Freilich war die Handhabung dieses Instrumentes seitens des Spielers
auch eine besonders vorzügliche und ihm gegenüber die des Pianisten
bezüglich des seinen eine sehr diskrete. Jeder einzelne der vier Sätze
gewann sich sowohl durch die Beschaffenheit der Gedanken wie durch ihre
tonsetzerische Verarbeitung ein berechtigtes, lebendiges Interesse. Wir
können somit dem jungen Komponisten aufgrund seiner Darbietungen nur ein
herzliches, ermutigendes „Perge“ zurufen.
(G. W. im Reichsboten vom 7. Mai 1893)
Der gestrige, voraussichtlich letzte größere Concertabend vor der
Sommerruhe, war kein verlorener. Ein noch sehr jugendlicher, bisher hier
gänzlich unbekannter Componist, Herr Hans Pfitzner aus Frankfurt a. M.,
veranstaltete in der Singakademie […] eine Aufführung eigener
Compositionen, die von dem hervorragenden Talente des Concertgebers
sicheres Zeugniß gaben. Auf dem Programm standen das Vorspiel zum ersten
und zum dritten Act des Ibsen´schen Dramas „Das Fest auf Solhaug“ und
ein Scherzo für Orchester, sowie ein Klaviertrio [sic] in Fis-moll (als
op.1 bezeichnet), als Proben reiner Instrumentalmusik; ferner
„Dietrich´s Erzählung“ aus einem Musikdrama „Der arme Heinrich“ und die
Ballade „Herr Oluf“ aus dem Bereich der dramatischen Musik. Schon aus
dieser Auswahl kann man mancherlei ersehen. Zunächst, daß Herr Pfitzner
sich bereits auf den verschiedensten Gebieten der Composition versucht
hat, dann auch, daß er das Ernst, Bedeutsame, fantastisch Tragische
bevorzugt. In der That scheint ihm der Humor nicht gleichermaßen zur
Verfügung zu stehen, denn das Finale des Trios [sic], das nach der
Satzüberschrift „mit Humor“ gespielt werden soll, war wohl die wenigst
gelungene Composition des ganzen Abends. […] In der Cellosonate ist
ein meisterhaft gelungener Wurf: das Scherzo. Gegenüber seinem eben
besprochenen Artgenossen [dem Scherzo aus „Herr Oluf“] hat es eigentlich
den übrigens viel leichter zu ertragenden Fehler zu großer Kürze; aber
der in ihm tollende Spuk ist so eigenartig, daß die Wirkung des Satzs
außerordentlich ist. Neben ihm muß mit besondern Ehren der erste Satz
genannt werden; der zweite (Adagio) schien dem Unterzeichneten zu
gedehnt für seinen einfachen Inhalt[,] und vom letzten ist oben schon
gesprochen. Dieser letzte Satz war der einzige, der ein tieferes
Interesse nicht zu erregen vermochte. Das Cello ist in der Sonate sehr
schön behandelt, das Klavier weniger gut, – wahrscheinlich ist der
Componist selbst mehr Partiturenspieler, als Pianist.

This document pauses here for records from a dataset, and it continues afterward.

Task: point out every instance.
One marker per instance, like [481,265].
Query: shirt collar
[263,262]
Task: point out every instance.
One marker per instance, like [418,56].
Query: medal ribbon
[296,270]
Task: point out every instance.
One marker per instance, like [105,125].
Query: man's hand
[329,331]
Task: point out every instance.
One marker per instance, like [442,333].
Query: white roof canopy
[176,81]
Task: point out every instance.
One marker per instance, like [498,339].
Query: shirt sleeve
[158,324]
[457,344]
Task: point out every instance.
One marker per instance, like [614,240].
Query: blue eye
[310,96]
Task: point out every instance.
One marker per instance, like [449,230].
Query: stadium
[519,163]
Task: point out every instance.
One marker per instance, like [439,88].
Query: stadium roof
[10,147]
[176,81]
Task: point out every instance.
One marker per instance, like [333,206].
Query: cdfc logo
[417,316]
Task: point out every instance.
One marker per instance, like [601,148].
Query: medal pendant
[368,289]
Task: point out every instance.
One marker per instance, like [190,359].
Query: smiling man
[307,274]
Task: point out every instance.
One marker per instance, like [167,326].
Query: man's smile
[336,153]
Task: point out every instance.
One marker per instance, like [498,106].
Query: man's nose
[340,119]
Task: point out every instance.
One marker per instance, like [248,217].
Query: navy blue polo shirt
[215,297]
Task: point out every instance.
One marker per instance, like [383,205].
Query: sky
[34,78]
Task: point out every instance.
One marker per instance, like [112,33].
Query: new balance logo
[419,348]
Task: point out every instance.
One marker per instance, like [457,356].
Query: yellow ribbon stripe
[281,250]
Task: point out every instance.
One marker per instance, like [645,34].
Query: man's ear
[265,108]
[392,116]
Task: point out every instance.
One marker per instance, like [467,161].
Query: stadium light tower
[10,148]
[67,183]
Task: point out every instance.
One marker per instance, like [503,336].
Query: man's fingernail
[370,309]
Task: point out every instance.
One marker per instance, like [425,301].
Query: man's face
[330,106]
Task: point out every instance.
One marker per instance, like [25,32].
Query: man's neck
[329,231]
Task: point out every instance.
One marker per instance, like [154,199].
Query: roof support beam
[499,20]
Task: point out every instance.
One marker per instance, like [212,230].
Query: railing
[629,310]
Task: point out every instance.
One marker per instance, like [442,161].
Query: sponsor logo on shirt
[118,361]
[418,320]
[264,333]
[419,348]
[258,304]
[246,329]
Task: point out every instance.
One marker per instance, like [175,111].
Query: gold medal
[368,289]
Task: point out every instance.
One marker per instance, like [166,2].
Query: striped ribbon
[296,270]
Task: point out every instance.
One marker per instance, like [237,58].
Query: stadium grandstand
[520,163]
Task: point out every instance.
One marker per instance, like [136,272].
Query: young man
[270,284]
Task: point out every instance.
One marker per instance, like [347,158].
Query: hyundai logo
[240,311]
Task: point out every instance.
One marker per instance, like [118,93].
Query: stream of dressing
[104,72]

(Anonymus im Börsen-Courier vom 9. Mai 1893)
Pfitzners Freund und Librettist James Grun hatte die Courage, dem damals
im Berliner „Kaiserhof“ residierenden Anton Rubinstein die Noten der
Sonate mit der dringenden Bitte um ein Urteil aufzudrängen. Ernst
Jedliczka, der als Landsmann und ehemaliger Schüler Nikolaj Rubinsteins
auch mit Anton in freundschaftlichem Verkehr stand, wußte später zu
berichten, Rubinstein habe die Sonate selbst aufführen wollen, sei aber
durch seinen schon schlechten Gesundheitszustand dazu nicht mehr in der
Lage gewesen. Rubinstein beendete das Gespräch über die Sonate mit dem
Bibelwort „Jetzt kann ich ruhig sterben, denn ich weiß, daß der
zukünftige Meister da ist.“
Weit weniger Glück hatte Pfitzner mit einem Komponisten, der an der Last
so großer Worte lange genug getragen hatte. In den „Eindrücken und
Bildern meines Lebens“ erinnert er sich:
Meine Cello-Sonate op.1 hatte ich im Manuskript an Brahms gesandt – er
hat sie nie angesehen, und ich war froh, daß ich meine Noten – auf
Reklamation von [James] Kwast – überhaupt zurückerhielt.